Oksala,How To Read Foucault, Ch. 3 "The Death of Man" (25-35)

  1. How does structuralism stand in direct opposition to Foucault's approach?
  2. What is the "order of things" central to Foucault's philosophy? How does the archaeological level of knowledge differ from its epistemological level?
  3. How did Foucault study the history of science? How does archaeological approach differ from traditional historiography? What does it reveal? What kind of history of thought does it result in?
  4. Why did Foucault announce the death of man? Why does he call man an "empirico-transcendental doublet"?
  5. What new understanding of language is associated with the death of man? What is the linguistic turn in philosophy?

Wilchins,Queer Theory,Ch. 5 “Homosexuality: Foucault and the Politics of Self”(47-57)

  1. How does Foucault deconstruct the modernist concept of the Self and how does Wilchins’ experience of various subjectivities illustrate the cultural constructedness of Self as an effect, rather than a conduit, of power?
  2. How does Foucault characterize sex in the West before and after the Enlightenment?
  3. What were the consequences of the institutionalization of sexuality?
  4. What are the kinds of questions Foucault’s work prompts us to ask?

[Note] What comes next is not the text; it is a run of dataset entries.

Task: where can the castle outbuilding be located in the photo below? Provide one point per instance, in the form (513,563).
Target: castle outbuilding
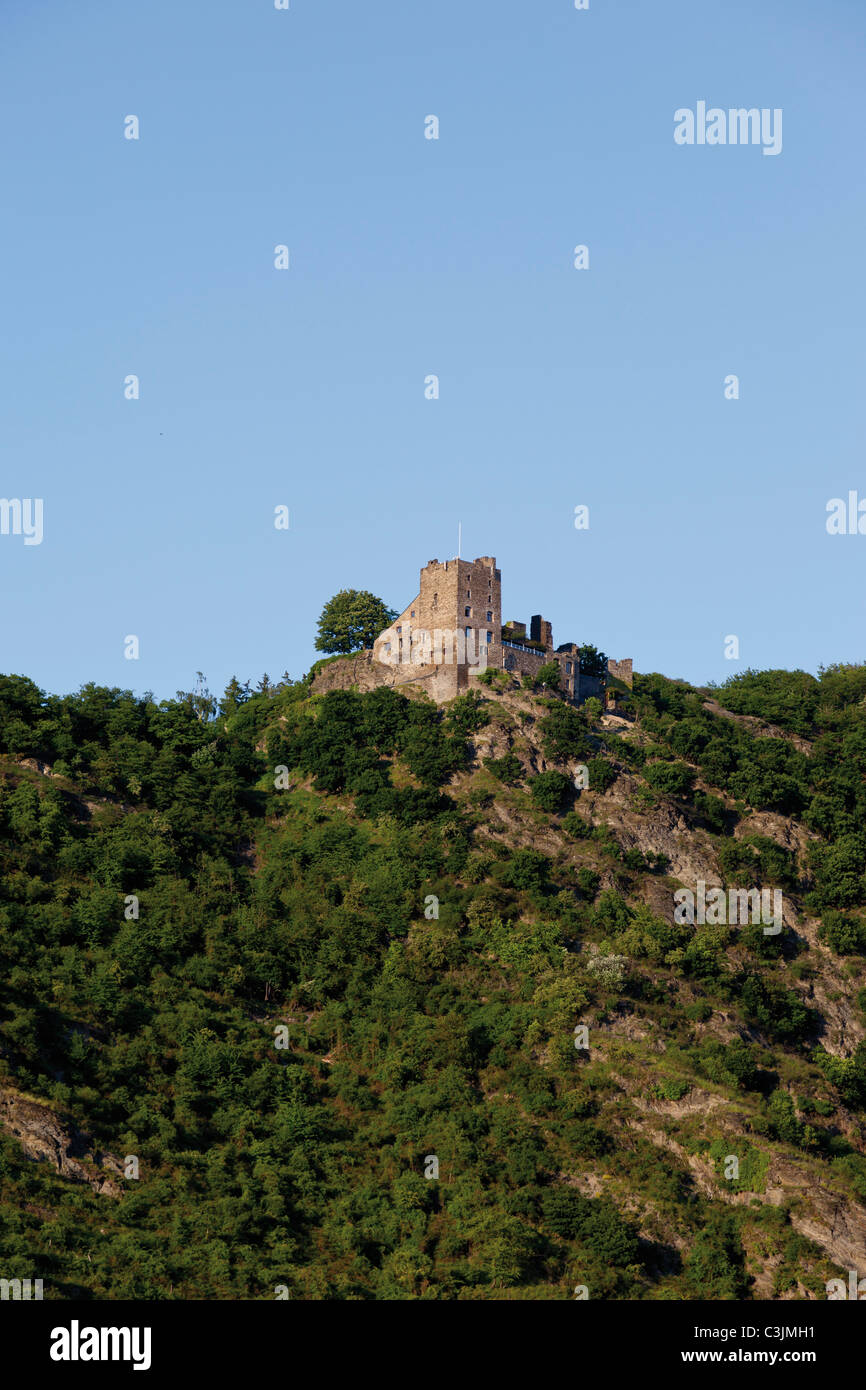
(453,630)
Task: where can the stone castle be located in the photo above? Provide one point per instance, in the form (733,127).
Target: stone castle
(453,630)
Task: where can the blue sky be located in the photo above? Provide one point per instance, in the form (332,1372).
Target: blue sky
(412,257)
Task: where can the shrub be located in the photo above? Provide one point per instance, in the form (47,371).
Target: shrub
(549,790)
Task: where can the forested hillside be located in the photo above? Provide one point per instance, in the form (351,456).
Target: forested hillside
(296,952)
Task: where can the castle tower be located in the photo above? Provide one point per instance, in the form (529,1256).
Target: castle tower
(458,608)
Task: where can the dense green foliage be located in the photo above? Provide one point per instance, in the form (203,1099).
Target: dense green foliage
(352,619)
(325,873)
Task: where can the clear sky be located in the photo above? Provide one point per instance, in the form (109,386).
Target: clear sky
(305,388)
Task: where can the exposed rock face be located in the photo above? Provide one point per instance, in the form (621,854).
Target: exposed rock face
(45,1137)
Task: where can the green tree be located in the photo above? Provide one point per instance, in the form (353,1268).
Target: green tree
(352,619)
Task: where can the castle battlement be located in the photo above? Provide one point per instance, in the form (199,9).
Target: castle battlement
(452,630)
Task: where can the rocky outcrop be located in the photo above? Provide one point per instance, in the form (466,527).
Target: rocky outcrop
(46,1137)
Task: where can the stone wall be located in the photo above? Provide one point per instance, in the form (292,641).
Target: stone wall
(455,599)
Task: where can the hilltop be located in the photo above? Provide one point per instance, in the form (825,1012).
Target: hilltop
(319,963)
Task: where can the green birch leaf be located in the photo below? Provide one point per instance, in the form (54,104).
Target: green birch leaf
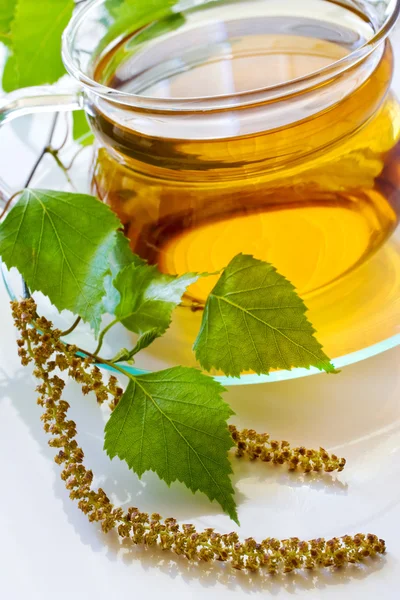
(120,257)
(6,16)
(174,422)
(61,243)
(148,297)
(254,320)
(81,131)
(36,42)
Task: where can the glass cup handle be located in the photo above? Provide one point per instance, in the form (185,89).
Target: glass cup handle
(37,99)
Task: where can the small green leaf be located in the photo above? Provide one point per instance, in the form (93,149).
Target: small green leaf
(120,257)
(143,342)
(61,243)
(6,16)
(148,297)
(81,131)
(36,42)
(254,320)
(174,422)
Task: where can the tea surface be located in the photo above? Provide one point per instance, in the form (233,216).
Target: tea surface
(192,204)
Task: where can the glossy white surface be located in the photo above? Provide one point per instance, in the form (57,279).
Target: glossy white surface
(48,549)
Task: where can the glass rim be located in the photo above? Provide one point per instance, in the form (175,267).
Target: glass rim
(222,101)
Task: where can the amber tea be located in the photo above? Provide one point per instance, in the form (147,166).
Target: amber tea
(314,191)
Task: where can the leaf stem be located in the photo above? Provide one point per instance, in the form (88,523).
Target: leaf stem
(71,329)
(7,206)
(102,334)
(43,152)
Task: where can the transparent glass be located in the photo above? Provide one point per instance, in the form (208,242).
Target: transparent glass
(254,126)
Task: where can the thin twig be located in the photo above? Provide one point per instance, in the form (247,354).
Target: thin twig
(43,152)
(102,334)
(71,329)
(7,206)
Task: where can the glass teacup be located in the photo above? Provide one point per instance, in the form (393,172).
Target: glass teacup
(266,127)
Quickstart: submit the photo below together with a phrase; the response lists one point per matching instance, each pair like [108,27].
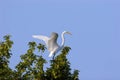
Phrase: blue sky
[95,25]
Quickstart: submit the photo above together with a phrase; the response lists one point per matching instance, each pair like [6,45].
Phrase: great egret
[51,42]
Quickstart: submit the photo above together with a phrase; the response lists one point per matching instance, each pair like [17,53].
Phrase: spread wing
[41,37]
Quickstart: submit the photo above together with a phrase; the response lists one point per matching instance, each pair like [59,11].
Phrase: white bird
[51,42]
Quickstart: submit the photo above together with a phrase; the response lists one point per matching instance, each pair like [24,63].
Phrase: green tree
[5,54]
[31,66]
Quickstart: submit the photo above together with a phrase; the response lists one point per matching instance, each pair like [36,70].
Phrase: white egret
[51,42]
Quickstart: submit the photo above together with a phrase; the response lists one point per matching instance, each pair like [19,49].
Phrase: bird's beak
[69,33]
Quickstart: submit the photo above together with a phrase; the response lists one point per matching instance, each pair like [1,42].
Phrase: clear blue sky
[95,25]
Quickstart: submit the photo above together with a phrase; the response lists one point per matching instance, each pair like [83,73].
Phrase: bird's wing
[41,37]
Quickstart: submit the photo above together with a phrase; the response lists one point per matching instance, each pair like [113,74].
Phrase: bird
[51,42]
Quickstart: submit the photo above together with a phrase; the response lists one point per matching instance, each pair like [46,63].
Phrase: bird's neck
[63,40]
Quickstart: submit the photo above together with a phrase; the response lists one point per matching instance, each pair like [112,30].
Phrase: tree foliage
[31,66]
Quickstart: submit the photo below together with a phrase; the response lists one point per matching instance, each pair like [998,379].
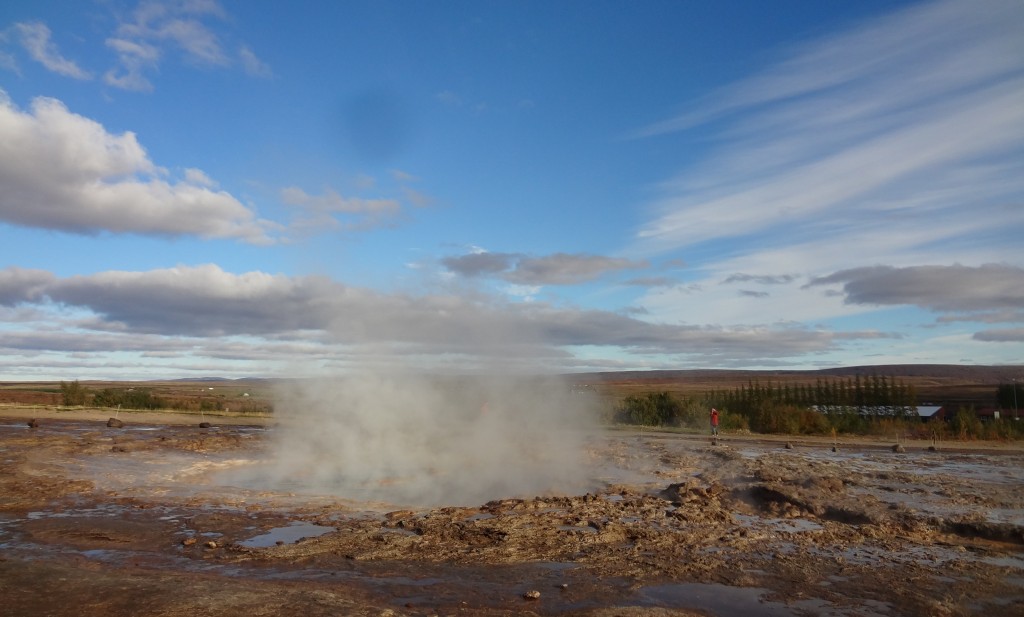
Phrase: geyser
[415,440]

Wilchins,Queer Theory,Ch. 6 “Foucault and the Disciplinary Society” (59-70)

  1. Describe Foucault’s concept of discursive power.
  2. What are the 3 primary discourses Wilchins identifies as dealing with “the ‘problem’ of gender transgression” (60)? Explain Wilchins’ statement that these discourses create rather than study gender transgression.
  3. Why does Wilchins state that “objectivity is meaningless when it comes to gender and queerness” (62)?
  4. How does Wilchins distinguish repressive from discursive power?
  5. Why does Wilchins assert that we need “new forms of politics to challenge discursive power” (63)?
  6. How did the disciplinary society Foucault describes come about and cause citizens to internalize what used to be an external punishment and policing of behavior?
  7. Is sex a fixed, biological universal or “an already gendered way of looking at bodies” (70)?

Presentation of representations and issues. Be prepared to present one representation and one issue and how you characterize them to the class.